É delicioso esse conceito de Deus cortês para com sua criatura. Elegante, distinto para com Sua criatura. Tendo dito isso, como o “Nunc dimitis” do velho Simeão: “Agora chamai em paz o Vosso servo, porque a minha alma viu o seu Salvador". A alma não viu o Salvador, a alma viu a realização da vida que ele tinha querido ter na terra. Ele morreu, e sua alma foi para o Céu.

* O choque de dois conceitos que se opõem: o de que a felicidade consiste em gozar a vida, e de que a felicidade consiste em ter conhecido o verdadeiro ideal e o ter servido heroicamente

Aqui os senhores têm o choque dos dois ideais de vida. O choque dos dois conceitos que se opõem. Um é o conceito segundo o qual a felicidade nesta terra consiste em gozar a vida, e outro é o conceito segundo o qual, nesta terra mesmo, a felicidade consiste em ter conhecido o verdadeiro ideal e o ter servido heroicamente, com sacrifício, ainda que pesadíssimo. E com tanto mais alegria quanto mais pesado foi o sacrifício.

Os senhores estão vendo duas considerações, dois modos de ver que se apartam diametralmente um do outro. Uma consideração é de tal maneira grande, que ela é até incalculável. Tudo o que nós possamos excogitar, para nos dar um idéia do que é que pode ser a nossa felicidade no Céu, não é de nenhum modo suficiente para compreender o abismo de felicidade em que está imersa a última das almas do Céu. Porque é uma felicidade completa. Tem graus, mas é completa. Para cada um ela é completa. O mesmo se pode dizer do inferno.

De maneira que, ainda do ponto de vista da mera vantagem, vista do ponto de vista do prazer, do deleite, vale a pena servir a Deus, que é o Senhor de todo bem, de toda bondade e que tem meios de nos recompensar magnificamente.

* Ao contrário do "sapo", o idealista sente mais alegria em morrer após a realização de uma grande obra, do que viver em meio às coisas secundárias

Mas, há uma outra idéia que está por detrás disso. É que nesta terra mesmo, há mais alegria em morrer depois de ter realizado uma obra, em morrer depois de ter servido à causa verdadeira, há mais alegria nisso do que em viver como um paxá. Esta é a tese que os paraquedistas franceses exprimiam daquele modo que nós já comentamos várias vezes: "Mais vale a pena ser uma águia um minuto, do que sapo a vida inteira".
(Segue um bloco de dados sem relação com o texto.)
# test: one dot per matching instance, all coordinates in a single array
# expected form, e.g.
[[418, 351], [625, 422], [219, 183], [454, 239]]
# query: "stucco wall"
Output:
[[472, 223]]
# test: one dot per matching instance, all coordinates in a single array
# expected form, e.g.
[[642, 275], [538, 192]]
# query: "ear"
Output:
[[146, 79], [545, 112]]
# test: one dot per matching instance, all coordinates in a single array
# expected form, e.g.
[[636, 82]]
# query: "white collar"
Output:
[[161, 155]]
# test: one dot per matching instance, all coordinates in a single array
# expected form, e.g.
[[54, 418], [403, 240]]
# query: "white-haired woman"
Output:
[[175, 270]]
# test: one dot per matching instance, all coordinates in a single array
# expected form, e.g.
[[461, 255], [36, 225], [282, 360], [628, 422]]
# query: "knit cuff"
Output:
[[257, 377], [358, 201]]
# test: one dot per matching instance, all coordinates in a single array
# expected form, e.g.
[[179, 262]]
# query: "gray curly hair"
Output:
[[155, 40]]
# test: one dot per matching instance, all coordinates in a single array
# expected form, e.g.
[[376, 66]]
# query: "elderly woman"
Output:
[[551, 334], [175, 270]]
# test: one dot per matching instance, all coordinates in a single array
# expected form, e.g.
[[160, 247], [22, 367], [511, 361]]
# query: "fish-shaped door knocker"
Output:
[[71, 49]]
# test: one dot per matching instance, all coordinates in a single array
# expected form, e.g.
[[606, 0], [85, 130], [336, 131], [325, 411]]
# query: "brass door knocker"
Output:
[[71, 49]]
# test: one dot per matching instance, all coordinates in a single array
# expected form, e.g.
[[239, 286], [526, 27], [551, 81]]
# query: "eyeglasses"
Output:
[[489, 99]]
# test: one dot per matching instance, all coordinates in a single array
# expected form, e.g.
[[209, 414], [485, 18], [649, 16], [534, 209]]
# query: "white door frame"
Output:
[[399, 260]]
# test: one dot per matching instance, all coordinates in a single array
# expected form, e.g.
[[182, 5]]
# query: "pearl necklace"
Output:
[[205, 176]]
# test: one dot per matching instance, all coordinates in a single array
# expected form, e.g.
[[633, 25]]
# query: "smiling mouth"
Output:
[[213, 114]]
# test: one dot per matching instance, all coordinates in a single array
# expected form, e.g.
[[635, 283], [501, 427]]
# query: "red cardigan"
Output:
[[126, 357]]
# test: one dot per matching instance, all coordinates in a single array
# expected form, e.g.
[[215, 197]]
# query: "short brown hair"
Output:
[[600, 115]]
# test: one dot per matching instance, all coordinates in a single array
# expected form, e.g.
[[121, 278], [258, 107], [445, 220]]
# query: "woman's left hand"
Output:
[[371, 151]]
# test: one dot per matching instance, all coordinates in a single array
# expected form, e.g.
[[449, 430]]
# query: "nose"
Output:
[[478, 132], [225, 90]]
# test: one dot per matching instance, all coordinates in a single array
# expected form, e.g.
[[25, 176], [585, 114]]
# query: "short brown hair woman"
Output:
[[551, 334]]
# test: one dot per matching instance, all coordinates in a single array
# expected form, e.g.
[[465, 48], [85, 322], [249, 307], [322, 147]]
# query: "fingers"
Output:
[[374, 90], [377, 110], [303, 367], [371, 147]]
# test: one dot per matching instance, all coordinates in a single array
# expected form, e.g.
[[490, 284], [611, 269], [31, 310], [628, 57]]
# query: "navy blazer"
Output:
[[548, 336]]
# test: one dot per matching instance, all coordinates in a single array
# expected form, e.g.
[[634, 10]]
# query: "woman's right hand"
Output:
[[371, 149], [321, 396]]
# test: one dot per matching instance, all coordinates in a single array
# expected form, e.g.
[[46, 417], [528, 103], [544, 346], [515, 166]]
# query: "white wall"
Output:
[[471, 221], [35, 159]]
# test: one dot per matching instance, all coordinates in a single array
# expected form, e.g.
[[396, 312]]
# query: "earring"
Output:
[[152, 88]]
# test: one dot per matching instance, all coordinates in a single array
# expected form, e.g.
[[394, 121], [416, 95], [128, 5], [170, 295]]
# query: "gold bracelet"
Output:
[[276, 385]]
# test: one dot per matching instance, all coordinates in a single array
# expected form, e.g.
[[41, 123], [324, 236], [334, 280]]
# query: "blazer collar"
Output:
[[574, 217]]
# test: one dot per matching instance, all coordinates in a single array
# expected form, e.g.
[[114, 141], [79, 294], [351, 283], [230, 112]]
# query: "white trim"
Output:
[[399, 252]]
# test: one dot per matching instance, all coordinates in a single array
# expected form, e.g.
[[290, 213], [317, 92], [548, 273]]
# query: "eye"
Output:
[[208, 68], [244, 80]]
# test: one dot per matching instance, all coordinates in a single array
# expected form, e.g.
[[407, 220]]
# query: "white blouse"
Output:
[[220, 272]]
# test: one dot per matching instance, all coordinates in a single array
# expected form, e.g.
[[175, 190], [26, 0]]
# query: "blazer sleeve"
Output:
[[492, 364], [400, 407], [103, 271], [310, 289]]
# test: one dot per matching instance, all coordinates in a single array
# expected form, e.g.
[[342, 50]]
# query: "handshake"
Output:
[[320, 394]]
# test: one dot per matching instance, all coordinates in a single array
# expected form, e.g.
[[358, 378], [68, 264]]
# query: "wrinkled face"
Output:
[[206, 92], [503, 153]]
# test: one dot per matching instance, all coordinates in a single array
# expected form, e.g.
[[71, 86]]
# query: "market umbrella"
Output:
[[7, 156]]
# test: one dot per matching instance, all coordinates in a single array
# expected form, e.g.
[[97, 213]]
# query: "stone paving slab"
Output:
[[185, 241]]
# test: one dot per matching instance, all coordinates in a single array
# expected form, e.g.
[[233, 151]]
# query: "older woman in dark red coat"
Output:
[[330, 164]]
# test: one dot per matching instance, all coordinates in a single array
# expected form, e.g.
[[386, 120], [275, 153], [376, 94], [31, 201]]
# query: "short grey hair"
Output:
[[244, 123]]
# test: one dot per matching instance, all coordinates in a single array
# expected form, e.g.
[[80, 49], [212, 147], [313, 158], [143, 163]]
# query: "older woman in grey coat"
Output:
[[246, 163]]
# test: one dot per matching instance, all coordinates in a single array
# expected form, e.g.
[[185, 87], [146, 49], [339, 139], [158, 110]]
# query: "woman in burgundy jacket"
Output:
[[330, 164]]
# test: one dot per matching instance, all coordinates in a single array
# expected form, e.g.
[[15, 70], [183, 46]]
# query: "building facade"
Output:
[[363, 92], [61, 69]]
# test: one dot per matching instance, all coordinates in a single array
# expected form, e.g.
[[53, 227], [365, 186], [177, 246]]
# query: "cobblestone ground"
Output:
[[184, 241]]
Quer dizer, o esplendor do vôo de uma águia, é um vôo enorme e se perde no azul, aquilo é um minuto só, se quiserem. Mais vale a pena ser águia por um minuto, dar um só vôo e morrer, do que ser ingloriamente um sapo no paul, no brejo, coaxando anos e anos e anos e anos, refocilando-se naquilo que é sujo, naquilo que é secundário, naquilo que é sem interesse. Aí os senhores estão vendo um vôo de águia que no lampejo da glória, de uma glória já voltada para o Céu, considera realizada a vida.

Pelo contrário, na concepção burguesa, a glória não representa nada. O gozo representa a razão de ser da vida. Então é preciso afastar a glória para ter exclusivamente o gozo.

* Reflexos da mentalidade "sapa" em toda civilização moderna

Os senhores encontrarão reflexos dessa mudança de mentalidade em toda a civilização moderna. Na política internacional, por exemplo, os senhores lêem os políticos de há cem ainda, eles faziam guerras por causa de questões de glória. E havia relações internacionais em que o conceito de glória da nação entrava em jogo, como fator preponderante nessas relações.

Pelo contrário, se os senhores consideram as relações das nações hoje, elas são relações exclusivamente comerciais. Não entra em jogo questão de glória, de renome, de honra, nada disso. É comércio. E as nações, a bem dizer, vão se transformando em empresas comerciais. A diplomacia é um negócio, as nações vão se transformando em empresas. Por quê? Porque a idéia do gozo material está invadindo tudo.

Os senhores tomam as relações entre as pessoas. Antigamente eram relações em que entrava, por exemplo, o distinguir alguém, o honrar alguém, o elogiar alguém, o realçar alguém tinha um grande papel. Hoje não. As relações são negócios ou cumplicidade no vício; não há outro estilo de relações.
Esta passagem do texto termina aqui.